Il poursuit : « La construction ultérieure de l’expérience normale mène à la constitution d’un monde unitaire, du moi et de l’intersubjectivité : le résultat de l’appréhension est une image, un « phantasme » et cette image est image de la règle qui commande son identité, son organisation et ses mutations possibles avec les autres images. Cette règle c’est l’eidos [essence de l’intuition] à partir duquel se limitent les régions eidétiques. Par là, la conscience aboutit à un monde lisible pour elle et cette lisibilité du texte du monde procède de la nature même de la constitution : elle ne retient que ce qui est adéquat à sa capacité d’accueil et « le monde est donc aussi bien le monde rencontré dans la transcendance que le monde constitué dans l’immanence : les deux aspects coexistent exactement ». ».74

C’est la coexistence de ces deux aspects, c’est-à-dire la conscience de moi comme du monde et l’interaction de leur rapport au fond qui produit ce que l’on appelle : authenticité. La survenue du self en mode ego a trait à une qualité de présence authentique. J’ai conscience que dans l’ouvert au « il y a » de la situation, je me choisis pour une signification qui survient à l’occasion de l’autre, ici et maintenant, en vue de.

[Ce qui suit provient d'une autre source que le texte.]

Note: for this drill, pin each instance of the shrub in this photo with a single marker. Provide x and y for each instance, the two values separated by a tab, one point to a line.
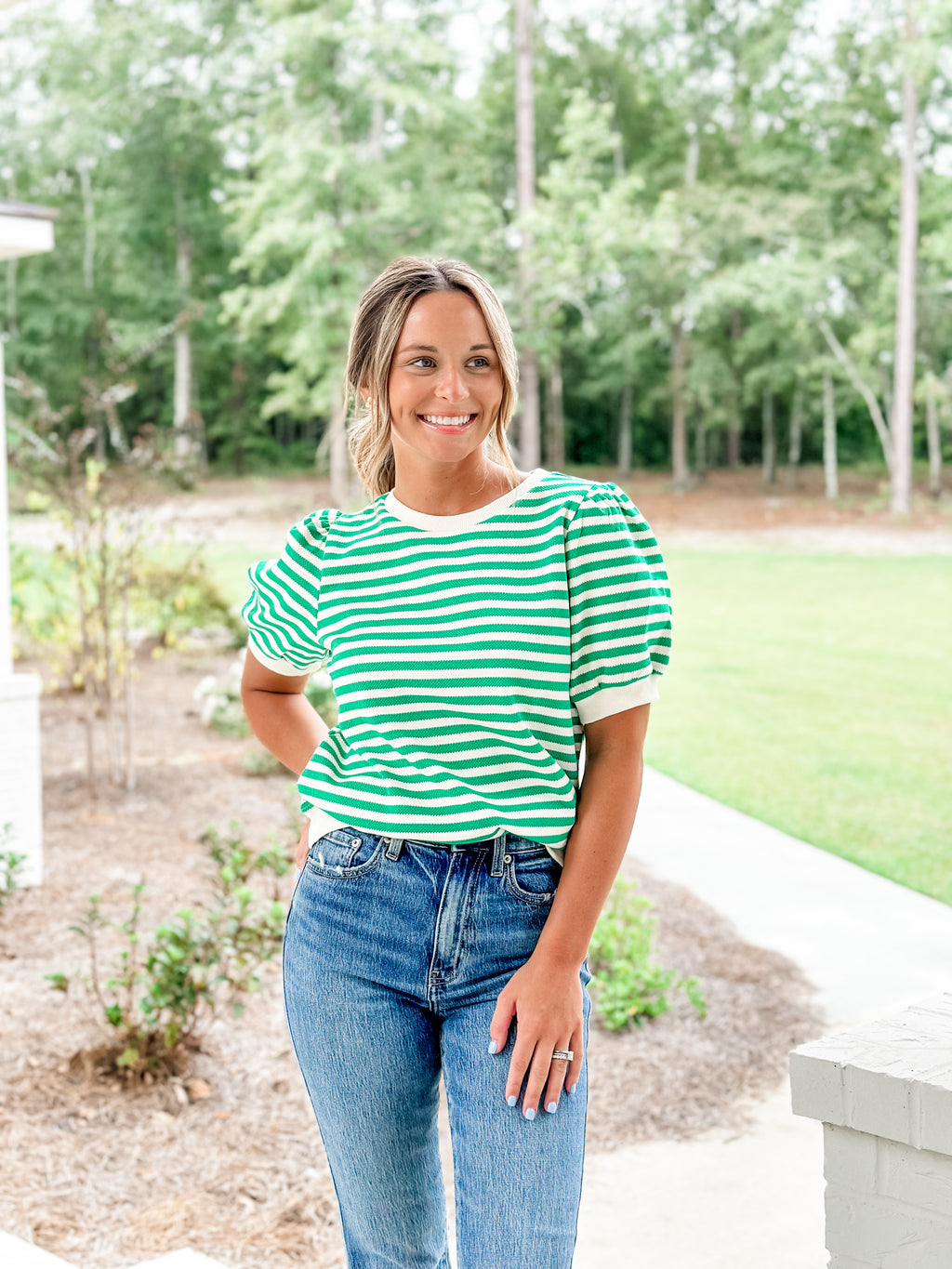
162	995
219	698
628	985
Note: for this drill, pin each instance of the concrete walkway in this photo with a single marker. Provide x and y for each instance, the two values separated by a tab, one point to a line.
753	1202
871	946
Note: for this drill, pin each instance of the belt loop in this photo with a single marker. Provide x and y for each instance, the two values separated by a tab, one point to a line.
497	852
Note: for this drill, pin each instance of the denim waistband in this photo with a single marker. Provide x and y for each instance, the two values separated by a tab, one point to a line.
496	845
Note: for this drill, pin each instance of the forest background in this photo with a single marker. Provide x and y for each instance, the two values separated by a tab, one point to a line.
712	251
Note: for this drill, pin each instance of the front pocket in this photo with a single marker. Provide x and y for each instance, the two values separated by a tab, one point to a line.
532	876
344	853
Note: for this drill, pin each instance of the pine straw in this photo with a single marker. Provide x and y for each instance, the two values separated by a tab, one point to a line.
226	1158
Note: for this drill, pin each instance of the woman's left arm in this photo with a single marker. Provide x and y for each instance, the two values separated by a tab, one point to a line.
546	991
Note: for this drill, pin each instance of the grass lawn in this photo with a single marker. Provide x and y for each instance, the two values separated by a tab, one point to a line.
815	693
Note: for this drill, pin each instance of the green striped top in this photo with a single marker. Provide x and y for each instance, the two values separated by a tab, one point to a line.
466	653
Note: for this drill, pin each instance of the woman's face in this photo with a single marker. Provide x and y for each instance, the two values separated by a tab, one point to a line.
445	382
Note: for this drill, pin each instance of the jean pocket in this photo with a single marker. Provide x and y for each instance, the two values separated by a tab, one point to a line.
344	853
532	876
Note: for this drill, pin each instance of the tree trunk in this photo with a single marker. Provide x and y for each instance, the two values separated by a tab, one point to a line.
829	438
239	396
701	449
625	431
375	142
555	419
339	461
796	431
181	392
530	438
882	430
734	417
904	361
770	441
933	439
89	245
680	417
89	223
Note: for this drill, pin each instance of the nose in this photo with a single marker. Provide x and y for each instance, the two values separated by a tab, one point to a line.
451	386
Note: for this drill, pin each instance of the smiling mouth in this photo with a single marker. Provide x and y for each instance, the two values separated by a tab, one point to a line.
447	421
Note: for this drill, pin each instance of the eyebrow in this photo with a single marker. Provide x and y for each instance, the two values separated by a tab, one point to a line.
428	348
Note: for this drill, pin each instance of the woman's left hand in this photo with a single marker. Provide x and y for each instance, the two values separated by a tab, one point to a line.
546	1001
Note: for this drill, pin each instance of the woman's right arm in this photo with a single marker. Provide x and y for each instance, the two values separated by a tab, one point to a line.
281	716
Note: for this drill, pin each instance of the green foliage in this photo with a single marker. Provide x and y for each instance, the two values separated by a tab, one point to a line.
10	866
219	697
628	984
794	705
728	169
164	990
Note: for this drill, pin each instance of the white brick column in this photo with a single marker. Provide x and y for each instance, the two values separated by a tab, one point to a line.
883	1095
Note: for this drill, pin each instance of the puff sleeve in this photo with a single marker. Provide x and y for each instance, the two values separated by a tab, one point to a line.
619	605
281	612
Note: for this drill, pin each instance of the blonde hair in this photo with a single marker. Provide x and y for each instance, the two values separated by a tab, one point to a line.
374	337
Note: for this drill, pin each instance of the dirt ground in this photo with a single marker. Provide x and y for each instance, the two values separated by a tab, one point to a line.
729	509
228	1160
233	1167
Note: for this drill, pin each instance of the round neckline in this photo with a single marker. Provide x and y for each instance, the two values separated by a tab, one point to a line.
464	519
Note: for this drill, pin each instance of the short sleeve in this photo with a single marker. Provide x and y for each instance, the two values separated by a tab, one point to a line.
619	604
281	612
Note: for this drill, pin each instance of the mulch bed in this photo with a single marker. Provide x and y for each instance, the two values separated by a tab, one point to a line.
226	1158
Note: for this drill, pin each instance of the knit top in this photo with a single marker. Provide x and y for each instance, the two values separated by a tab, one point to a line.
466	654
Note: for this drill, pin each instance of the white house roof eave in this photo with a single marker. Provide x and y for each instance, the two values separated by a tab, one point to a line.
24	229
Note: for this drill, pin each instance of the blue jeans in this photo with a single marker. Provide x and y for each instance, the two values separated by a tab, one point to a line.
393	956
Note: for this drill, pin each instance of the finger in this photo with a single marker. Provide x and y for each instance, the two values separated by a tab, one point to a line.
518	1066
302	845
500	1023
575	1045
558	1074
538	1074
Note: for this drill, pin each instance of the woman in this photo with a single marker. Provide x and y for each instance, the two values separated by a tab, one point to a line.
478	621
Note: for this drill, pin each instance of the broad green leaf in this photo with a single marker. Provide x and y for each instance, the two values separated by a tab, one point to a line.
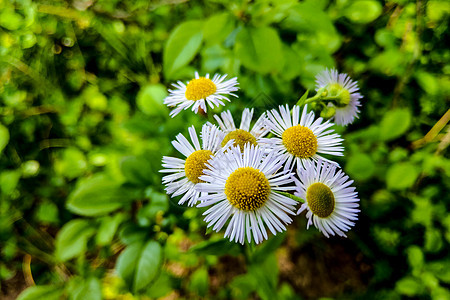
363	11
39	292
428	82
360	166
182	46
99	195
131	234
159	203
290	69
150	100
139	264
87	289
161	287
214	57
401	176
72	239
107	229
395	123
315	26
260	49
218	248
4	137
71	164
217	28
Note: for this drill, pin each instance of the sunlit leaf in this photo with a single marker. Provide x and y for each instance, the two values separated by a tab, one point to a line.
182	45
259	49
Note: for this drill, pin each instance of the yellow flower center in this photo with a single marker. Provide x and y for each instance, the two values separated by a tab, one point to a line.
200	88
300	141
336	89
195	164
240	137
247	189
320	199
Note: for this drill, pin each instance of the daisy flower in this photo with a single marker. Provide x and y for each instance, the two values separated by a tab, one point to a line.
331	203
242	187
200	91
341	85
186	172
243	134
301	139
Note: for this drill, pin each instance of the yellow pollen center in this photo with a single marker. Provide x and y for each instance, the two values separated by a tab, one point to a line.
336	89
195	164
300	141
247	189
240	137
320	199
200	88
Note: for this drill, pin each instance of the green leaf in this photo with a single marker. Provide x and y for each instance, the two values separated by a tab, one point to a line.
315	27
9	180
268	247
87	289
293	197
4	137
259	49
139	264
72	239
401	176
159	202
182	46
99	195
266	274
408	286
218	248
138	170
394	124
360	166
199	282
150	100
161	287
39	292
72	163
107	229
433	240
415	257
217	28
363	11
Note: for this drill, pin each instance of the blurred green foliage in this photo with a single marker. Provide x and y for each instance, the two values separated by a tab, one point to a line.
83	130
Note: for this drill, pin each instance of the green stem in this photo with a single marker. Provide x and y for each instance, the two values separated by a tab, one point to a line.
298	199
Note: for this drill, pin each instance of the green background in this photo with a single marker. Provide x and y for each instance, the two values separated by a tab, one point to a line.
83	130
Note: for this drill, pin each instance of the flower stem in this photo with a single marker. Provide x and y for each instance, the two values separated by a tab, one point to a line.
298	199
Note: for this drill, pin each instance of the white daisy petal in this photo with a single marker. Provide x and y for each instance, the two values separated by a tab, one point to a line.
184	174
252	204
200	92
243	134
330	210
301	140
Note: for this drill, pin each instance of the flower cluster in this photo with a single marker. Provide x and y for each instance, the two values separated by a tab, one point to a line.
252	178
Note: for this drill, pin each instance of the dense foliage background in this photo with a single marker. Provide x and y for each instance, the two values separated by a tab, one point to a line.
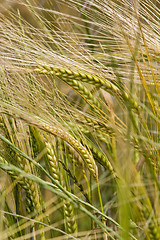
79	119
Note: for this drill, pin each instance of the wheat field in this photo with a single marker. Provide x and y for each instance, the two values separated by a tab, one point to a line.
79	119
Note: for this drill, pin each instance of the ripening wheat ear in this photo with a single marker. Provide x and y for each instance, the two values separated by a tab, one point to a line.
59	132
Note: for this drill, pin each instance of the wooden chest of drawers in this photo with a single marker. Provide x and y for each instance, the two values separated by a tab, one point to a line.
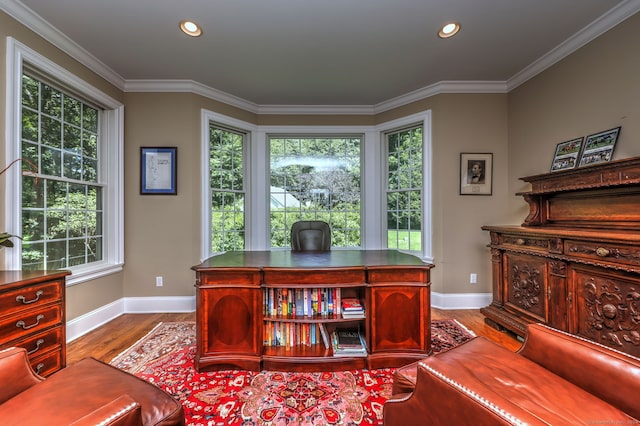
575	261
32	316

Si je me réfère à la spatio-temporalité de Sraus et Binswanger, cette modalité advient dans la synchronisation entre paysage et géographie ou entre étendue et hauteur. La qualité de présence est l’interaction dynamique et ajustée entre la marche dans l’étendue et l’ascension dans la hauteur. La survenue du self en mode ego serait à l’œuvre dans cette proportion anthropologique.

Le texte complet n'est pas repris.